Yeah that's the one.
 

Nice job.


From that link:



So... yeah, what was said earlier was bullshit. This stuff was pre-rendered. The footprints aren't dynamic sand simulation either, and far less impressive than the earlier-mentioned Halo 3 tesselation. Like--and I'm going off of memory here--Uncharted 3's sand basically does what Uncharted 2's snow did: it creates this bulge of 3D stuff in the shape of a footprint based around Nate's hand or foot, but it's not actually him dynamically moving the snow he's touching. Kinda like how Batman in Arkham City isn't spraying explosive foam directly out of his applicator and it's being created based on the angle of his hand and the substance of the wall or whatever.

Saying Uncharted 3 has good graphics based on the stuff above (meaning that there are other things about great graphics, such as lighting and particles, that I haven't really looked at in-depth and can't comment on) is a bit like saying Planescape: Torment has good graphics based on all that pre-rendered stuff. It's irrelevant, because the game isn't actively computing that stuff in real time.

Ah I see why this is confusing. You haven't actually played the game. Interesting
 
And the flooding hallway is that section where drake is running from the water behind him, again, nothing to do with the ocean.

The claim that brought all of this water tech into question stated that: "When they script that the ship capsizes (which is obviously a 100% scripted event), the water flooding the boat isn't scripted, that's the actual water from the actual ocean they built, pouring into the actual boat they built."

And that clearly isn't true based off this:

"For flooding in the hallways of the cruise ship level, where Drake searches for the kidnapped Sully, the group used a Next Limit Real­Flow simulation that was run through Side Effects’ Houdini.
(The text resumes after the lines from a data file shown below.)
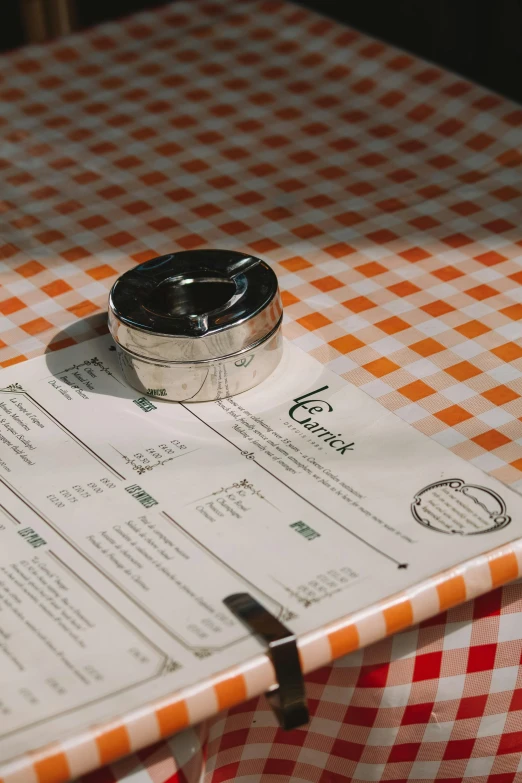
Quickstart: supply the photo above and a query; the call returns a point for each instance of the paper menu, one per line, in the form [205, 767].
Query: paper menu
[125, 520]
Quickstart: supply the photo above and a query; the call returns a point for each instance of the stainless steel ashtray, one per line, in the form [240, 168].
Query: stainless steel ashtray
[197, 325]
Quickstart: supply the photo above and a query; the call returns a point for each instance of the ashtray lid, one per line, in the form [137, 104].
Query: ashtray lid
[194, 305]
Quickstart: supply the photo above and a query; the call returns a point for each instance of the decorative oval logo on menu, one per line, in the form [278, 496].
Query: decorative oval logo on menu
[454, 507]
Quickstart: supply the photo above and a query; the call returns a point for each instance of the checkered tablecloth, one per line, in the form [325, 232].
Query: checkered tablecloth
[387, 194]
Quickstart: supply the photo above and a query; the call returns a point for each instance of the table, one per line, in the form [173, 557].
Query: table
[386, 193]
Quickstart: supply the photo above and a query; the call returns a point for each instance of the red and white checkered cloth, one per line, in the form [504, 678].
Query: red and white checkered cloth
[387, 194]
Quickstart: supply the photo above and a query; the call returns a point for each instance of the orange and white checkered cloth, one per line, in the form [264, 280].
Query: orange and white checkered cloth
[387, 194]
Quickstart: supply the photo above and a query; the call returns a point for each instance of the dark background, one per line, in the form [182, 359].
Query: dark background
[480, 39]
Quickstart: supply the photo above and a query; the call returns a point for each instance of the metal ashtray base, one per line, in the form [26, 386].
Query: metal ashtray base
[214, 379]
[197, 325]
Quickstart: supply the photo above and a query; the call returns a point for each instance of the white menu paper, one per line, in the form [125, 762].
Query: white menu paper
[126, 520]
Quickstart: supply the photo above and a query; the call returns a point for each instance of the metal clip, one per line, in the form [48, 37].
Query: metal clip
[288, 700]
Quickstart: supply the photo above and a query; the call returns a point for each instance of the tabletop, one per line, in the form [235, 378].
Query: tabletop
[386, 194]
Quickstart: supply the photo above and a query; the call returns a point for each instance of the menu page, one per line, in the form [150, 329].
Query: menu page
[125, 520]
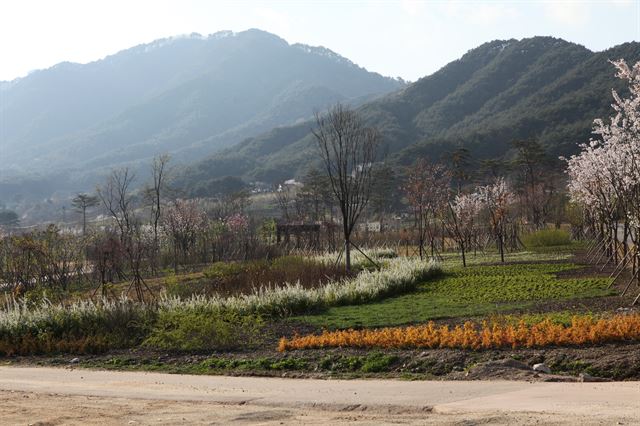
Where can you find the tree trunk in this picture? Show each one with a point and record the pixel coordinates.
(347, 253)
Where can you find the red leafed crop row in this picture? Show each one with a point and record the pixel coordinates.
(583, 330)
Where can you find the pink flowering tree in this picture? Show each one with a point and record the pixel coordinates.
(183, 221)
(497, 199)
(464, 212)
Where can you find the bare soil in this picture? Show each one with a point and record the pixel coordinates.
(48, 396)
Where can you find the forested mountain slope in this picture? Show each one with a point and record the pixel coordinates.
(189, 96)
(542, 88)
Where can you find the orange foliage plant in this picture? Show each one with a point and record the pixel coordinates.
(582, 330)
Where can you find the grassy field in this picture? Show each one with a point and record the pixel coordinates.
(477, 290)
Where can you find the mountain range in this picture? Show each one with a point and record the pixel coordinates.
(189, 96)
(539, 88)
(241, 104)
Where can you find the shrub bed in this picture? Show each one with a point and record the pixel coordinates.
(582, 330)
(197, 323)
(547, 238)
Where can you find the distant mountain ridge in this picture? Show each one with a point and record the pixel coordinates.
(188, 95)
(541, 87)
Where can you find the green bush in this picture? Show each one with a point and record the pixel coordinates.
(547, 238)
(223, 270)
(203, 330)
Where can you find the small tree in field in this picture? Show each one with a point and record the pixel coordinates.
(497, 198)
(183, 220)
(348, 150)
(464, 211)
(427, 190)
(82, 202)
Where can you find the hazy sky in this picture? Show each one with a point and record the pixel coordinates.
(396, 38)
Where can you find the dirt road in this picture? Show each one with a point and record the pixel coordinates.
(65, 396)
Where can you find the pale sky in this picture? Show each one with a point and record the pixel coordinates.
(406, 38)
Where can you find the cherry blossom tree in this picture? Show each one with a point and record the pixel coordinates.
(427, 189)
(183, 220)
(497, 199)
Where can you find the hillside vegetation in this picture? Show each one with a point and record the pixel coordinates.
(538, 88)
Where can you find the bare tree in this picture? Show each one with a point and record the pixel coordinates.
(155, 194)
(427, 190)
(82, 202)
(284, 196)
(348, 149)
(117, 199)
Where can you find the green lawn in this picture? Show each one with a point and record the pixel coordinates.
(464, 292)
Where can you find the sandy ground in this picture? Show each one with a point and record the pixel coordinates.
(65, 396)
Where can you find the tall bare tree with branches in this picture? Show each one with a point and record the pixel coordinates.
(82, 202)
(117, 199)
(155, 194)
(348, 149)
The resulting mesh was then imported back into Maya for skinning before it was incorporated into the game."
 
Nice job.




Ah I see why this is confusing. You haven't actually played the game. Interesting

What? He described the sand in UC3 perfectly. It's just like UC2's snow. It doesn't deform or anything of the sort, it's nothing like Journey's. I find nothing impressively about it aside from the pretty texturework.
 
What? He described the sand in UC3 perfectly. It's just like UC2's snow. It doesn't deform or anything of the sort, it's nothing like Journey's. I find nothing impressively about it aside from the pretty texturework.

animation5m8rv.gif



The claim that brought all of this water tech into question stated that: "When they script that the ship capsizes (which is obviously a 100% scripted event), the water flooding the boat isn't scripted, that's the actual water from the actual ocean they built, pouring into the actual boat they built."
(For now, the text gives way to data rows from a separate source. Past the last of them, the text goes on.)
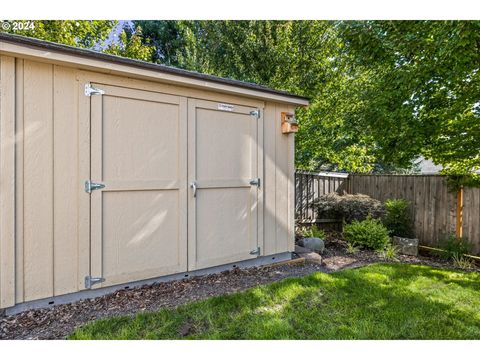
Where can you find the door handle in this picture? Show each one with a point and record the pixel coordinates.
(90, 186)
(193, 185)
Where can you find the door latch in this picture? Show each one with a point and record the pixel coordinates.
(90, 281)
(90, 90)
(193, 185)
(255, 182)
(255, 113)
(90, 186)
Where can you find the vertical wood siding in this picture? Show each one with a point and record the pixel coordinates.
(432, 206)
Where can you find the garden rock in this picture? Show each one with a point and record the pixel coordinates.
(314, 244)
(406, 246)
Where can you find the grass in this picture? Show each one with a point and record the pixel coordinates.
(383, 301)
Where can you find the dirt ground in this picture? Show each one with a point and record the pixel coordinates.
(59, 321)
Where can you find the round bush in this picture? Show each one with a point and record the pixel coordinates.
(369, 233)
(348, 207)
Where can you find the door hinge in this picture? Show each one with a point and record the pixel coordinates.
(255, 182)
(255, 113)
(90, 186)
(90, 281)
(255, 251)
(91, 90)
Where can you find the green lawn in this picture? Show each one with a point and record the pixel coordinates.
(384, 301)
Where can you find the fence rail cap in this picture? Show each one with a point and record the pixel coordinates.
(323, 173)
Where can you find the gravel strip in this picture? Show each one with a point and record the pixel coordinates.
(59, 321)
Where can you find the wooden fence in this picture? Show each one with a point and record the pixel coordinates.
(433, 207)
(309, 186)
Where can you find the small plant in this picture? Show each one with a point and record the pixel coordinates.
(397, 217)
(454, 247)
(351, 249)
(462, 262)
(313, 231)
(369, 233)
(348, 207)
(389, 253)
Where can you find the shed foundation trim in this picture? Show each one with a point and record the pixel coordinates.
(89, 294)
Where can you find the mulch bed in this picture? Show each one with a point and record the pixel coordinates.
(59, 321)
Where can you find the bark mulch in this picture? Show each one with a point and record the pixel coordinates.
(59, 321)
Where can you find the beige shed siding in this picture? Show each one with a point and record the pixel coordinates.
(7, 181)
(279, 188)
(65, 208)
(38, 180)
(45, 158)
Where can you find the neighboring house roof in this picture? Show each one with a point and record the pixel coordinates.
(427, 166)
(87, 53)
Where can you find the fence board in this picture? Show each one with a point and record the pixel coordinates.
(433, 207)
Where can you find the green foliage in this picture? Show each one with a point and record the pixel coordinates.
(387, 301)
(313, 231)
(397, 218)
(382, 92)
(351, 249)
(304, 57)
(455, 180)
(348, 207)
(424, 87)
(131, 45)
(389, 253)
(80, 33)
(463, 262)
(369, 233)
(454, 247)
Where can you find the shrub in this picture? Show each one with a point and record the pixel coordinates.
(454, 247)
(312, 231)
(397, 217)
(389, 253)
(369, 233)
(351, 249)
(348, 207)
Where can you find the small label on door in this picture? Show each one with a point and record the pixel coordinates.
(225, 107)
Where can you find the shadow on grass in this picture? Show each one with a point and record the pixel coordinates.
(388, 301)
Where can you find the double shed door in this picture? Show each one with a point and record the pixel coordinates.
(177, 174)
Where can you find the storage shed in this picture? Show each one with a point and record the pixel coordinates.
(117, 172)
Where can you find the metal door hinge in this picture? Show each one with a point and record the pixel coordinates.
(90, 186)
(255, 252)
(255, 182)
(90, 90)
(90, 281)
(255, 113)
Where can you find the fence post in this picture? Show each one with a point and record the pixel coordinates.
(458, 230)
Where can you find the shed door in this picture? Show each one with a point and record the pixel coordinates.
(222, 163)
(138, 151)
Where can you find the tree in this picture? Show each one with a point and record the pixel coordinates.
(81, 33)
(297, 56)
(131, 44)
(424, 93)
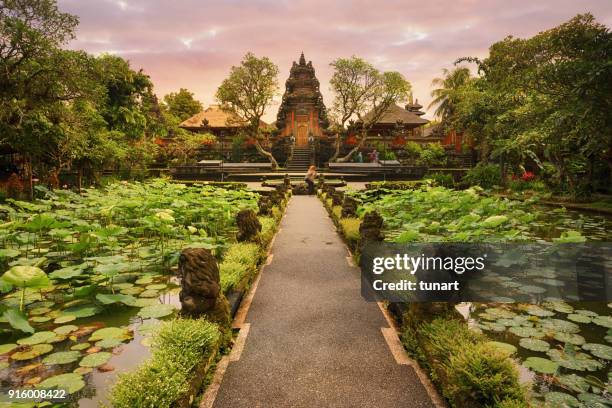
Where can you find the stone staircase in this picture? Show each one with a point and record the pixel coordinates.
(300, 161)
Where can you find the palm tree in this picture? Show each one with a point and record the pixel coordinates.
(447, 86)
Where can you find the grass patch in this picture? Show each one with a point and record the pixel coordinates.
(350, 229)
(469, 372)
(179, 346)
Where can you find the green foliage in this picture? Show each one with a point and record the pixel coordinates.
(350, 228)
(245, 253)
(481, 376)
(182, 104)
(433, 155)
(484, 175)
(469, 371)
(178, 347)
(441, 179)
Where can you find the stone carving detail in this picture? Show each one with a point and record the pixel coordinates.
(200, 287)
(249, 226)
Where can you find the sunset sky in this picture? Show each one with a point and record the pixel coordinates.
(192, 44)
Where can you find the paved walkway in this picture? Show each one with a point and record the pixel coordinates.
(313, 340)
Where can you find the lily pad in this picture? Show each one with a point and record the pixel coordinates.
(109, 343)
(62, 357)
(108, 299)
(63, 330)
(574, 361)
(599, 350)
(579, 318)
(569, 338)
(541, 365)
(38, 338)
(80, 346)
(95, 359)
(7, 348)
(33, 352)
(85, 310)
(156, 311)
(64, 319)
(526, 332)
(506, 348)
(560, 400)
(71, 382)
(604, 321)
(574, 382)
(110, 333)
(534, 344)
(26, 277)
(558, 325)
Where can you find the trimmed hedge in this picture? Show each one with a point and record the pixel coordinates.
(178, 348)
(468, 371)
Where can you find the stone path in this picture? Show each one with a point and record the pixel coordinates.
(313, 340)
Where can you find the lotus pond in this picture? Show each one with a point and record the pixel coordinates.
(86, 278)
(563, 348)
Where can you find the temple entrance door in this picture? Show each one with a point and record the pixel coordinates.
(302, 135)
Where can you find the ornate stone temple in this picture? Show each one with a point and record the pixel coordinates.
(302, 112)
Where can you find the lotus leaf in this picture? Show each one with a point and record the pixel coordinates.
(109, 343)
(604, 321)
(558, 325)
(64, 319)
(534, 344)
(71, 382)
(63, 330)
(7, 348)
(38, 338)
(84, 310)
(33, 352)
(110, 333)
(590, 400)
(526, 332)
(579, 318)
(569, 338)
(156, 311)
(95, 359)
(26, 277)
(574, 382)
(108, 299)
(80, 346)
(560, 400)
(574, 361)
(505, 348)
(62, 357)
(599, 350)
(541, 365)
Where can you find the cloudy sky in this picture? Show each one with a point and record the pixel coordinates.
(192, 44)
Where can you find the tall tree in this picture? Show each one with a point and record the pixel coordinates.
(445, 95)
(182, 104)
(362, 95)
(247, 92)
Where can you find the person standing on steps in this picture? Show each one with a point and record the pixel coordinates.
(311, 175)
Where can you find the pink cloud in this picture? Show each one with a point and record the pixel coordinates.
(193, 44)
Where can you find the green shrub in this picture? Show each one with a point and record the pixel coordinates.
(481, 376)
(178, 347)
(245, 253)
(232, 274)
(484, 175)
(268, 228)
(441, 179)
(350, 228)
(337, 211)
(433, 155)
(468, 371)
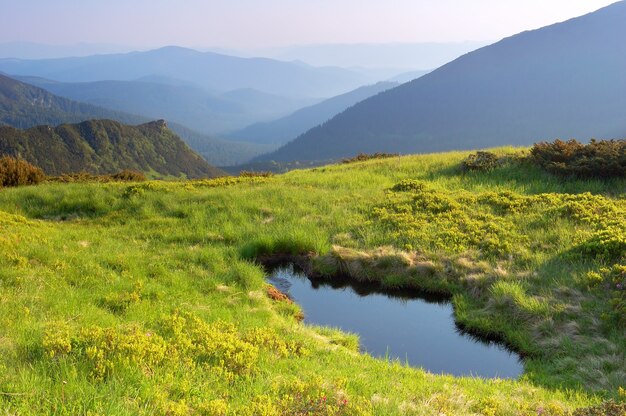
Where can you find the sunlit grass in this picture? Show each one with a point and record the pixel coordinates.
(145, 298)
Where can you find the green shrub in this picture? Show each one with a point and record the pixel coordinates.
(599, 159)
(128, 175)
(481, 162)
(362, 157)
(17, 172)
(605, 409)
(252, 174)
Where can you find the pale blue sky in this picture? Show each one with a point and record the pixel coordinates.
(263, 23)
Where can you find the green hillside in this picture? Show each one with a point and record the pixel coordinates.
(23, 106)
(105, 146)
(149, 298)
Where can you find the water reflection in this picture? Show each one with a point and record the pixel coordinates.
(415, 328)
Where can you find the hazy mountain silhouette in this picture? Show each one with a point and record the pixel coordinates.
(105, 146)
(206, 69)
(23, 106)
(282, 130)
(188, 105)
(562, 81)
And that clearly isn't true based off this:

"For flooding in the hallways of the cruise ship level, where Drake searches for the kidnapped Sully, the group used a Next Limit Real­Flow simulation that was run through Side Effects’ Houdini. The resulting mesh was then imported back into Maya for skinning before it was incorporated into the game."
Sorry, I didn't highlight the spoiler, I thought people were still talking about the simulated ocean. Yeah that part isn't part of the ocean simulation. But the whole waves, and how the ships rocks about and objects in them react, that's completely dynamic.
 
What? He described the sand in UC3 perfectly. It's just like UC2's snow. It doesn't deform or anything of the sort, it's nothing like Journey's. I find nothing impressively about it aside from the pretty texturework.
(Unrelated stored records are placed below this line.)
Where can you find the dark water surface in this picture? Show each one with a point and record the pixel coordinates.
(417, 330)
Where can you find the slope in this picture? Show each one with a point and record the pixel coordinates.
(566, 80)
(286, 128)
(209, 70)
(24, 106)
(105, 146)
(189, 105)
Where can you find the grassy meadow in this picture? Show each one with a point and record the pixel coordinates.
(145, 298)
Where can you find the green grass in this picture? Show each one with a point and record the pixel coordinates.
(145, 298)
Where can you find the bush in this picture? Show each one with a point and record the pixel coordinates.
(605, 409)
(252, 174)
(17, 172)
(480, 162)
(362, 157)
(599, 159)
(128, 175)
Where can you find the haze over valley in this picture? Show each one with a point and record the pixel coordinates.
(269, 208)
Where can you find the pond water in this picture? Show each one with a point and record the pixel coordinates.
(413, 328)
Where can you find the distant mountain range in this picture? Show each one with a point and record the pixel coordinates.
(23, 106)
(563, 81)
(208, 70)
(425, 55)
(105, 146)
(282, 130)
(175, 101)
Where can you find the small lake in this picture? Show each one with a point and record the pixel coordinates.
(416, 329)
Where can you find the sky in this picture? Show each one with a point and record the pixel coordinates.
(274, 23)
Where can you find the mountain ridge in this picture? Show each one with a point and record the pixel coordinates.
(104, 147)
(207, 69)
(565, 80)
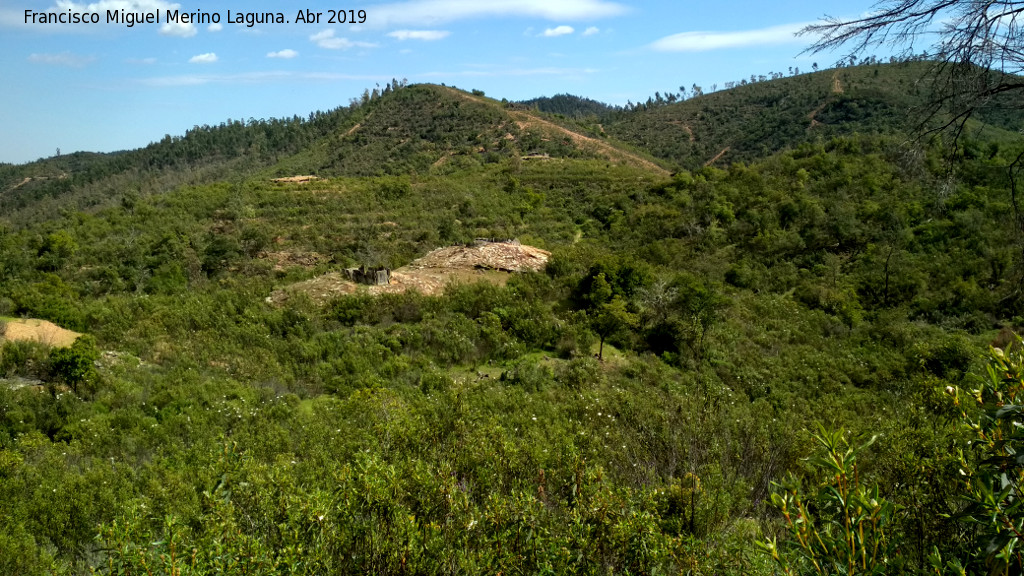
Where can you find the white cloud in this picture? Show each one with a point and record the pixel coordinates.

Nah Jett I am talking about the Ocean and why he is merging the cloth, sand portion of the article to somehow discredit the ocean simulator. Wait, did I not read him correctly?
 
Saying Uncharted 3 has good graphics based on the stuff above (meaning that there are other things about great graphics, such as lighting and particles, that I haven't really looked at in-depth and can't comment on) is a bit like saying Planescape: Torment has good graphics based on all that pre-rendered stuff. It's irrelevant, because the game isn't actively computing that stuff in real time.

If a game looks good, it looks good. My eyes don't care what the system is doing behind the scenes to run the game.